Die Piratenpartei hat gestern ihre Stellungnahme zum bundesrätlichen Entwurf einer Urheberrechtsrevision beim «Institut für Geistiges Eigentum» deponiert. Darin tut sie ihre Ablehnung der Verfolgung von privatem Tausch von Inhalten, dem Filesharing, sowie von Netzsperren kund und macht konkrete Vorschläge für ein alltagstaugliches und liberales Urheberrecht.

Stefan Thöni, Co-Präsident der Piratenpartei Schweiz sagt dazu: «Der Entwurf der Urheberrechtsrevision des Bundesrates ist ein Wunschkonzert der Verwertungsindustrie. Die Piratenpartei fordert, dass die Interessen der Nutzer und die Realität der vernetzten Welt besser berücksichtigt werden.»

Die Piratenpartei fordert folgende grundlegenden Anpassungen am Entwurf:

  • Der Urheberrechtsanspruch soll auf kommerzielle Verwertung von künstlerischen Werken beschränkt werden. Bezahlen soll, wer mit Werken Gewinn macht, sei es durch Verkauf, Aufführung oder auch durch Werbung. Es ist nicht mehr zeitgemäss, digitale Kopien zu zählen.
  • Invasive Kontrollmechanismen zur Verhinderung von Privatkopien, auch als Digital Rights Management bekannt, welche die Konsumenten gängeln und überwachen sollen verboten werden. Diese Zwangsprogramme nehmen dem Nutzer sein Rechte auf Privatkopie, machen seinen Computer unsicher und verraten seine Aktivitäten.
  • Auf die Verfolgung von Filesharern mit der sogenannten Three-Strike-Regelung muss verzichtet werden.

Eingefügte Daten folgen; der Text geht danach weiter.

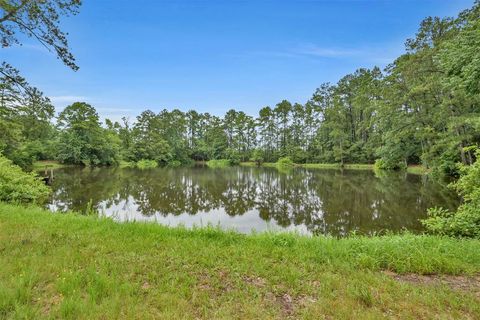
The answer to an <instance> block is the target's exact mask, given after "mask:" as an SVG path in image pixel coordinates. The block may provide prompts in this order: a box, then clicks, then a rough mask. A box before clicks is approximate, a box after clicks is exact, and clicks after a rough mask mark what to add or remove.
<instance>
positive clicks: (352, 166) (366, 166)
mask: <svg viewBox="0 0 480 320" xmlns="http://www.w3.org/2000/svg"><path fill="white" fill-rule="evenodd" d="M299 166H300V167H303V168H307V169H342V166H341V165H340V164H338V163H306V164H300V165H299ZM343 169H351V170H373V164H344V165H343Z"/></svg>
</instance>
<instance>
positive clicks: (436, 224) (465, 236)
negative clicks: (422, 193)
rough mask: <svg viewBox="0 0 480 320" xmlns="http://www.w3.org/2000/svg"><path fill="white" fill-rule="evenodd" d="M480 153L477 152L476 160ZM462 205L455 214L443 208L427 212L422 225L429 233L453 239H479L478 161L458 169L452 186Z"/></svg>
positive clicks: (479, 200) (478, 188)
mask: <svg viewBox="0 0 480 320" xmlns="http://www.w3.org/2000/svg"><path fill="white" fill-rule="evenodd" d="M479 157H480V153H479V152H477V159H478V158H479ZM452 186H453V187H454V188H455V189H456V190H457V192H458V193H459V194H460V195H461V196H462V197H463V199H464V203H463V204H462V205H460V207H459V208H458V209H457V211H456V212H450V211H448V210H445V209H443V208H432V209H430V210H428V216H429V217H428V218H427V219H425V220H423V221H422V223H423V225H424V226H425V227H426V228H427V230H428V231H429V232H431V233H435V234H441V235H448V236H454V237H469V238H480V161H478V160H477V161H476V162H475V163H474V164H473V165H472V166H470V167H467V166H463V167H461V169H460V179H459V180H458V181H457V182H456V183H454V184H453V185H452Z"/></svg>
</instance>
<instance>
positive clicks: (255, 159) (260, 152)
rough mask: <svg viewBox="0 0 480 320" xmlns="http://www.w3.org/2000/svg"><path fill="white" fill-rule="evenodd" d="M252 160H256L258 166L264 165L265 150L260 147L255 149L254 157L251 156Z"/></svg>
mask: <svg viewBox="0 0 480 320" xmlns="http://www.w3.org/2000/svg"><path fill="white" fill-rule="evenodd" d="M250 161H252V162H255V163H256V164H257V166H260V165H262V163H263V161H264V157H263V151H262V150H260V149H255V150H253V154H252V157H251V158H250Z"/></svg>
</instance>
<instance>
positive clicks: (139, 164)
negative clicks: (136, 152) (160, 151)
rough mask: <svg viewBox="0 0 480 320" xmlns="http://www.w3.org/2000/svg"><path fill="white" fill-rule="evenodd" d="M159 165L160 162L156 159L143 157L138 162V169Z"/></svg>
mask: <svg viewBox="0 0 480 320" xmlns="http://www.w3.org/2000/svg"><path fill="white" fill-rule="evenodd" d="M156 167H158V162H157V161H155V160H147V159H142V160H140V161H138V162H137V168H138V169H152V168H156Z"/></svg>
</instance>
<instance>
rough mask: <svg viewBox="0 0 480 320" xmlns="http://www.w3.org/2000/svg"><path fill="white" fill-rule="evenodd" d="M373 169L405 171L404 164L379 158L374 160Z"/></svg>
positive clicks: (381, 158) (404, 163)
mask: <svg viewBox="0 0 480 320" xmlns="http://www.w3.org/2000/svg"><path fill="white" fill-rule="evenodd" d="M374 169H377V170H399V169H406V166H405V163H404V162H400V161H395V160H391V159H383V158H380V159H377V160H375V164H374Z"/></svg>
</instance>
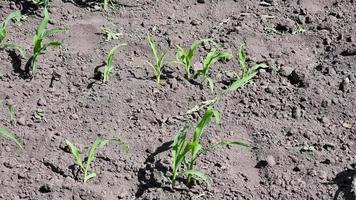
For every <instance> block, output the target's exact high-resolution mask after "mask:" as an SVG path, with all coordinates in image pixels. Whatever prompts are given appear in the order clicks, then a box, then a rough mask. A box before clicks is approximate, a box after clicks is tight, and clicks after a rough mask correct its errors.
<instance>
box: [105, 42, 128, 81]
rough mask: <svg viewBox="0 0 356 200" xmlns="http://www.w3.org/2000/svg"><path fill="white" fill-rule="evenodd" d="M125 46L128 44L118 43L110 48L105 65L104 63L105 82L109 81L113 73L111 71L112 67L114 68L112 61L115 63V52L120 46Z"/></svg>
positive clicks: (106, 57)
mask: <svg viewBox="0 0 356 200" xmlns="http://www.w3.org/2000/svg"><path fill="white" fill-rule="evenodd" d="M123 46H126V44H119V45H116V46H115V47H114V48H112V49H111V50H110V52H109V54H108V55H107V57H106V61H105V65H104V76H103V82H108V81H109V78H110V75H111V72H112V69H113V66H112V63H113V59H114V55H115V52H116V50H117V49H118V48H119V47H123Z"/></svg>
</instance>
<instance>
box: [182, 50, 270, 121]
mask: <svg viewBox="0 0 356 200" xmlns="http://www.w3.org/2000/svg"><path fill="white" fill-rule="evenodd" d="M236 60H237V61H238V63H239V64H240V66H241V69H242V73H241V75H240V76H238V77H237V79H236V80H235V81H233V82H232V84H231V85H230V86H229V87H228V88H227V89H225V90H223V91H222V92H220V94H219V95H218V96H217V97H215V98H214V99H211V100H207V101H204V102H202V103H201V105H196V106H195V107H193V108H192V109H190V110H189V111H188V112H187V113H186V114H188V115H190V114H192V113H194V112H197V111H199V110H202V109H205V108H206V107H209V106H214V105H216V104H218V103H219V101H220V99H222V98H223V97H224V96H226V95H227V94H228V93H230V92H234V91H236V90H237V89H239V88H241V87H243V86H245V85H247V84H248V83H249V82H251V81H252V79H253V78H254V77H255V76H256V75H257V73H258V70H259V69H261V68H268V67H269V66H268V65H266V64H264V63H261V64H252V65H249V64H248V63H247V62H246V49H245V45H241V47H240V50H239V52H238V53H237V55H236Z"/></svg>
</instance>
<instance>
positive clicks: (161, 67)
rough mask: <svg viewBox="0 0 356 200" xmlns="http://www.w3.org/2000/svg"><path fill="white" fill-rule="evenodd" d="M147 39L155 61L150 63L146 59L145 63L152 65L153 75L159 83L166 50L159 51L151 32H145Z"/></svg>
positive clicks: (151, 65)
mask: <svg viewBox="0 0 356 200" xmlns="http://www.w3.org/2000/svg"><path fill="white" fill-rule="evenodd" d="M147 40H148V43H149V45H150V47H151V49H152V52H153V55H154V57H155V63H154V64H152V63H151V62H149V61H147V63H148V64H149V65H150V66H151V67H152V69H153V72H154V75H155V77H156V82H157V83H158V84H160V82H161V74H162V71H163V69H164V66H165V64H164V58H165V56H166V54H167V51H165V52H160V51H159V50H158V47H157V43H156V41H155V40H154V39H153V38H152V35H151V33H147Z"/></svg>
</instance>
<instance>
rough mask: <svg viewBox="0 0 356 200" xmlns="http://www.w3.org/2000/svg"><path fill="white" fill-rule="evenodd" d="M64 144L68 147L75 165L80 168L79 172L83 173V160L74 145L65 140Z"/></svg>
mask: <svg viewBox="0 0 356 200" xmlns="http://www.w3.org/2000/svg"><path fill="white" fill-rule="evenodd" d="M65 143H66V144H67V145H68V147H69V149H70V152H71V154H72V156H73V158H74V162H75V164H77V165H78V166H79V167H80V170H82V171H84V166H83V159H82V155H81V153H80V151H79V149H78V148H77V147H76V146H75V145H74V144H72V143H71V142H70V141H69V140H65Z"/></svg>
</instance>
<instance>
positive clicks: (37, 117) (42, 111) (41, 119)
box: [34, 107, 45, 122]
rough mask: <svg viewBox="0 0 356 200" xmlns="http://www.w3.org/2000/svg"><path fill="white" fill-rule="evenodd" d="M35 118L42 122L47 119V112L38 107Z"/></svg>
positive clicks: (34, 115)
mask: <svg viewBox="0 0 356 200" xmlns="http://www.w3.org/2000/svg"><path fill="white" fill-rule="evenodd" d="M34 116H35V119H36V121H38V122H40V121H42V120H44V119H45V111H44V110H43V108H40V107H38V108H37V109H36V111H35V114H34Z"/></svg>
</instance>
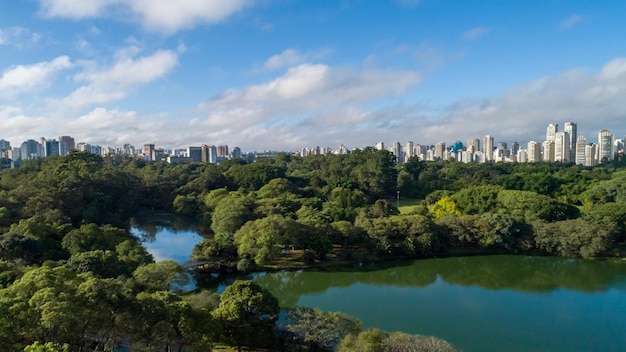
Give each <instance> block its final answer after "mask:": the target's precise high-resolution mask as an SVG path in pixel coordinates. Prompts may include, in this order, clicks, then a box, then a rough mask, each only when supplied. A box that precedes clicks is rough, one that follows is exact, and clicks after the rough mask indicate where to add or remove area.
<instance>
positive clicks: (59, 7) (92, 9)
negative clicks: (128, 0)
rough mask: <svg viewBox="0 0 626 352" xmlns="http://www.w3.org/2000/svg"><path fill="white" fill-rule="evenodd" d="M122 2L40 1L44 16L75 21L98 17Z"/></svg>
mask: <svg viewBox="0 0 626 352" xmlns="http://www.w3.org/2000/svg"><path fill="white" fill-rule="evenodd" d="M120 2H121V0H90V1H75V0H39V4H40V6H41V13H42V14H43V15H44V16H47V17H67V18H74V19H81V18H91V17H97V16H99V15H101V13H102V11H104V9H105V8H107V7H109V6H112V5H115V4H118V3H120Z"/></svg>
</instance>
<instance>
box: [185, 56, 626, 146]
mask: <svg viewBox="0 0 626 352" xmlns="http://www.w3.org/2000/svg"><path fill="white" fill-rule="evenodd" d="M411 74H414V75H416V78H415V79H414V80H408V81H404V82H401V81H398V80H401V79H402V77H403V76H410V75H411ZM346 77H349V78H350V79H347V78H346ZM383 77H386V79H387V81H386V82H383V81H378V82H376V81H377V80H381V79H383ZM417 77H419V75H417V74H416V73H411V72H395V71H392V72H388V71H373V72H369V71H363V72H355V71H347V70H345V69H341V68H334V67H328V66H324V65H301V66H298V67H295V68H292V69H291V70H289V71H287V73H285V74H284V75H283V76H281V77H278V78H276V79H275V80H273V81H271V82H267V83H265V84H260V85H256V86H251V87H248V88H245V89H238V90H231V91H228V92H226V93H224V94H223V95H222V96H220V97H219V98H217V99H215V100H213V101H211V102H208V103H206V104H204V105H203V107H202V108H203V109H204V111H207V113H208V117H207V118H206V119H196V120H194V121H192V122H191V123H190V125H189V126H188V129H189V133H188V135H189V136H194V138H195V140H200V141H202V140H204V141H208V142H209V143H217V141H220V142H224V143H229V144H235V145H239V146H241V147H242V148H244V149H247V150H250V148H255V147H256V148H260V149H264V148H265V149H269V148H274V149H276V148H286V149H288V150H295V149H299V148H302V147H313V146H316V145H319V146H330V147H333V148H335V147H337V146H338V145H339V144H346V145H347V146H348V147H364V146H367V145H373V143H375V142H377V141H379V140H382V141H385V142H386V143H387V144H390V143H392V142H393V141H401V143H404V142H406V141H408V140H413V141H414V142H415V143H419V144H432V143H436V142H438V141H440V140H443V141H446V142H447V143H452V142H454V141H456V140H461V141H463V142H465V141H466V140H467V139H468V138H482V136H484V135H486V134H490V135H492V136H494V137H495V139H496V141H503V142H508V143H511V142H513V141H517V142H519V143H520V144H521V146H522V147H525V144H526V143H527V142H528V141H529V140H532V139H535V140H539V141H542V140H543V138H545V128H546V126H547V125H548V124H549V123H552V122H556V123H559V124H563V123H564V122H567V121H572V122H577V123H578V134H579V135H584V136H586V137H587V140H588V141H590V142H594V141H595V139H596V138H597V133H598V131H599V130H601V129H604V128H606V129H609V130H610V131H611V132H613V133H615V134H616V137H617V138H622V137H623V136H624V135H626V129H625V127H624V121H625V119H626V99H624V97H626V58H617V59H614V60H611V61H610V62H608V63H606V65H604V67H603V68H602V69H601V70H599V71H598V72H596V73H592V72H589V71H586V70H582V69H575V70H569V71H565V72H562V73H560V74H557V75H553V76H547V77H542V78H540V79H536V80H534V81H531V82H528V83H527V84H524V85H521V86H518V87H514V88H512V89H510V90H509V91H507V92H504V93H503V94H501V95H498V96H491V97H485V98H483V99H475V100H461V101H458V102H456V103H455V104H452V105H450V106H431V105H430V104H428V103H427V102H424V103H417V104H404V103H402V101H401V99H402V96H403V95H404V92H406V90H407V89H408V88H409V87H410V86H411V85H413V84H415V83H417V81H418V80H419V79H418V78H417ZM305 82H306V83H305ZM394 82H395V84H394ZM291 86H293V87H294V88H293V89H285V91H289V92H290V94H286V95H285V94H284V93H283V90H282V88H281V87H283V88H284V87H291ZM357 90H361V92H360V93H359V94H355V93H354V92H355V91H357ZM327 92H328V93H327ZM376 92H377V93H378V94H377V93H376ZM384 92H387V93H388V94H384ZM392 92H393V93H392ZM355 97H362V98H357V99H354V98H355ZM399 99H400V100H399ZM214 141H215V142H214Z"/></svg>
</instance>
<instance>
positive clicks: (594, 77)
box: [0, 0, 626, 158]
mask: <svg viewBox="0 0 626 352" xmlns="http://www.w3.org/2000/svg"><path fill="white" fill-rule="evenodd" d="M0 6H1V7H0V9H1V11H0V50H2V53H3V55H1V56H0V138H4V139H7V140H8V141H10V142H11V143H12V144H13V145H19V144H20V143H22V142H23V141H25V140H28V139H35V140H38V139H39V138H41V137H45V138H50V137H53V136H60V135H71V136H73V137H74V138H75V139H76V141H77V142H78V141H80V142H85V143H90V144H97V145H102V146H121V145H123V144H126V143H130V144H133V145H136V146H141V145H143V144H145V143H155V144H157V145H159V146H162V147H164V148H172V149H173V148H180V147H185V146H189V145H197V146H200V145H201V144H204V143H210V144H215V145H221V144H229V145H233V146H235V145H236V146H240V147H241V148H242V149H243V150H246V151H252V150H270V149H273V150H298V149H300V148H302V147H305V146H308V147H312V146H316V145H320V146H325V147H326V146H331V147H333V148H336V147H338V146H339V145H341V144H344V145H346V146H347V147H348V148H349V149H353V148H362V147H364V146H368V145H373V143H375V142H376V141H379V140H384V141H387V143H389V145H391V143H393V142H394V141H410V140H412V141H415V142H416V143H417V142H418V141H419V142H421V143H422V144H428V145H431V144H432V145H435V144H436V143H438V142H439V141H447V142H448V143H452V142H453V141H456V140H461V141H466V140H467V139H470V138H480V139H481V140H482V138H483V136H485V135H488V134H489V135H492V136H494V138H495V140H494V143H496V144H497V143H498V142H508V143H511V142H514V141H516V142H518V143H519V144H520V145H522V146H523V145H526V143H527V142H528V141H531V140H536V141H543V137H544V136H545V133H546V129H545V126H546V125H547V124H549V123H551V122H554V121H559V123H563V122H565V121H576V122H577V123H578V131H577V132H578V135H583V136H586V137H587V139H588V140H592V141H593V140H595V137H592V136H597V135H598V133H599V132H600V131H601V130H603V129H608V130H609V131H611V133H613V134H614V135H615V137H616V138H618V139H621V138H623V137H624V136H626V124H625V123H624V121H625V120H626V99H624V98H626V48H624V47H623V45H622V42H623V40H622V38H621V37H622V36H621V33H624V32H626V24H625V23H624V21H623V20H622V18H621V17H622V16H621V14H622V13H624V10H626V3H605V2H586V1H569V2H567V3H564V2H545V3H543V2H542V3H536V4H528V3H523V2H520V3H515V2H514V3H496V2H487V3H483V4H476V3H466V2H446V1H433V0H421V1H415V0H396V1H388V2H377V3H363V2H359V1H349V0H346V1H341V2H302V1H282V0H268V1H262V2H258V1H256V2H255V1H251V0H233V1H229V2H217V1H204V0H203V1H200V0H181V1H177V2H175V3H174V2H171V1H167V0H154V1H151V2H145V1H139V0H102V1H97V2H92V3H89V4H87V3H86V4H84V5H81V4H77V3H75V2H68V1H67V0H33V1H15V2H10V3H7V4H3V5H0ZM561 121H563V122H561ZM572 142H573V140H570V141H569V144H570V145H572ZM570 158H571V156H570Z"/></svg>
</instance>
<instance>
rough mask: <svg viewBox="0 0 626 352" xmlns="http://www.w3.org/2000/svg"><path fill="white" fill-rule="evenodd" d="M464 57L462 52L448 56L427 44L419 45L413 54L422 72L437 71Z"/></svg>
mask: <svg viewBox="0 0 626 352" xmlns="http://www.w3.org/2000/svg"><path fill="white" fill-rule="evenodd" d="M464 55H465V53H463V52H457V53H453V54H449V53H446V52H444V51H443V50H442V49H440V48H438V47H436V46H433V45H430V44H428V43H422V44H420V46H419V47H417V48H416V49H415V51H414V52H413V57H414V58H415V60H417V61H418V62H420V63H421V64H422V68H423V70H424V71H432V70H435V69H438V68H440V67H442V66H444V65H446V64H448V63H450V62H452V61H456V60H459V59H461V58H463V56H464Z"/></svg>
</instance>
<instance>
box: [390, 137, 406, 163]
mask: <svg viewBox="0 0 626 352" xmlns="http://www.w3.org/2000/svg"><path fill="white" fill-rule="evenodd" d="M391 152H392V153H393V155H395V156H396V162H398V163H401V162H404V158H403V157H402V145H400V142H398V141H395V142H393V144H392V145H391Z"/></svg>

Dabei wird durchsuchen private Überwachungsfirmen der Verwertungsindustrie das Internet nach Kopiervorgängen und rücken den Filesharern nach zwei Warnungen durch den Internetprovider mit Klagen zuleibe. Diese Überwachung des Internets und Verfolgung der Konsumenten durch Verwertungsindustrie und ihre Hilfssheriffs muss verhindert werden.
  • Netzsperren sind inakzeptabel. Sie haben nicht nur ein grosses Missbrauchspotential als Zensurinstrument, sondern es werden zwangsläufig auch unbeteiligte Webseiten mitgesprerrt.